Google announced on Monday that it would place vaccination sites on its Maps feature. Private companies like ZocDoc, a platform for registering traditional medical appointments, offer infrastructure for scheduling vaccines. ZocDoc is partnering with major hospital systems and local governments to facilitate scheduling. Amazon has also offered to help with vaccine logistics and is working on an official proposal for the Biden government, a spokesman said on Saturday.

It is essential that the government allows for better scheduling logistics because both vaccines approved in the United States – from Moderna and Pfizer – require two doses to be effective. Mathew, the primary care physician, said that, based on what he heard from the news and directly from his patients, he worries that people who have trouble getting an injection appointment will hesitate to schedule a follow-up appointment.
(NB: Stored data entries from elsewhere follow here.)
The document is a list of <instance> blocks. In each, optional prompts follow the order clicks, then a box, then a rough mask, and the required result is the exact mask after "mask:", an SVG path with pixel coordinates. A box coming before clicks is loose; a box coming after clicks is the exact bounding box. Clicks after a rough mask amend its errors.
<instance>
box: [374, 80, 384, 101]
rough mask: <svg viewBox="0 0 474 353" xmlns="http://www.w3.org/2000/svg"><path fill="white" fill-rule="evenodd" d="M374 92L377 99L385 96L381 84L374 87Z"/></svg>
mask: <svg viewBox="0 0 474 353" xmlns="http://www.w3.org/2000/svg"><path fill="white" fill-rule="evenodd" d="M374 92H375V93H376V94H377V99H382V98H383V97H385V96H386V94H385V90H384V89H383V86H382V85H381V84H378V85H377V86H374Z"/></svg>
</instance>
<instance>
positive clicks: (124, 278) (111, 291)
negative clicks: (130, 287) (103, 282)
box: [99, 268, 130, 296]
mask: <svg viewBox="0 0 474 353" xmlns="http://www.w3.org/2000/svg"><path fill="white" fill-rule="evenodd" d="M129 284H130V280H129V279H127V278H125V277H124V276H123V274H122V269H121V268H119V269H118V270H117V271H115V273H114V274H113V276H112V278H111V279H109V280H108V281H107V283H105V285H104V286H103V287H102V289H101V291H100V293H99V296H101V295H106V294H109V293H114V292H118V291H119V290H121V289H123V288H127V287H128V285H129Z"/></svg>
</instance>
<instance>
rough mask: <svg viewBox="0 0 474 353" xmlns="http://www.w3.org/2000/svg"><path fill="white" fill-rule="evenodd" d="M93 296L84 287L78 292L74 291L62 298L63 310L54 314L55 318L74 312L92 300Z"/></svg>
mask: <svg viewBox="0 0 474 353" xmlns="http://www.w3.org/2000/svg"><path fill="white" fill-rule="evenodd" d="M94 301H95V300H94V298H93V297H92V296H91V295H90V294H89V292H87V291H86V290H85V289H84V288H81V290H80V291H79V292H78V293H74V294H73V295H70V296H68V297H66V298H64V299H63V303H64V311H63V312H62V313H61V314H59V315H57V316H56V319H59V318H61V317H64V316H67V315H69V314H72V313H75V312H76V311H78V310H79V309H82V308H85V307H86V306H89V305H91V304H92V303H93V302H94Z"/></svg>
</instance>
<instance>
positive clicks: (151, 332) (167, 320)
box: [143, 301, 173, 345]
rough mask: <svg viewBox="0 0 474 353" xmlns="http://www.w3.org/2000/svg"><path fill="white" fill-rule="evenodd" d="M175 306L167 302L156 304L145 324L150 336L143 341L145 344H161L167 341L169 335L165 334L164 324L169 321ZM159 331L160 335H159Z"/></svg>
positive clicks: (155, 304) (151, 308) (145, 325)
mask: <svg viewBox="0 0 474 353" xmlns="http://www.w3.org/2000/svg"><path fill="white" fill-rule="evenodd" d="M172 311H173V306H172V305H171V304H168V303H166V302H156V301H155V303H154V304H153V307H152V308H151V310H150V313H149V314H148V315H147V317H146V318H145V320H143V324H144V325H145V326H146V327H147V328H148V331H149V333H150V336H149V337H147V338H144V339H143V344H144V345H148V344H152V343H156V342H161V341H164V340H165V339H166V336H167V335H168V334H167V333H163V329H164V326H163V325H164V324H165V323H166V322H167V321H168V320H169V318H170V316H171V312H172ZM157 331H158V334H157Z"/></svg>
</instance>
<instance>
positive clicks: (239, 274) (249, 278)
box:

“Scheduling a vaccine should be as easy as booking a trip on Uber or booking dinner on OpenTable,” he said. “Otherwise, we will be losing patients.”

This will not be possible without a more streamlined technological approach, said Seema Yasmin, physician and director of the Stanford Health Communication Initiative. The system should also keep in mind the inequalities that exist in the US healthcare system and in the spread of Covid-19 in the USA.

“The same communities that are dying disproportionately because of Covid-19 are being vaccinated at slower rates than white, wealthy citizens,” said Yasmin. “When something as basic as the ability to schedule a vaccination appointment or even find out when you might be eligible for a vaccine poses such enormous challenges, it can foster distrust in the vaccination system and in the vaccines themselves.”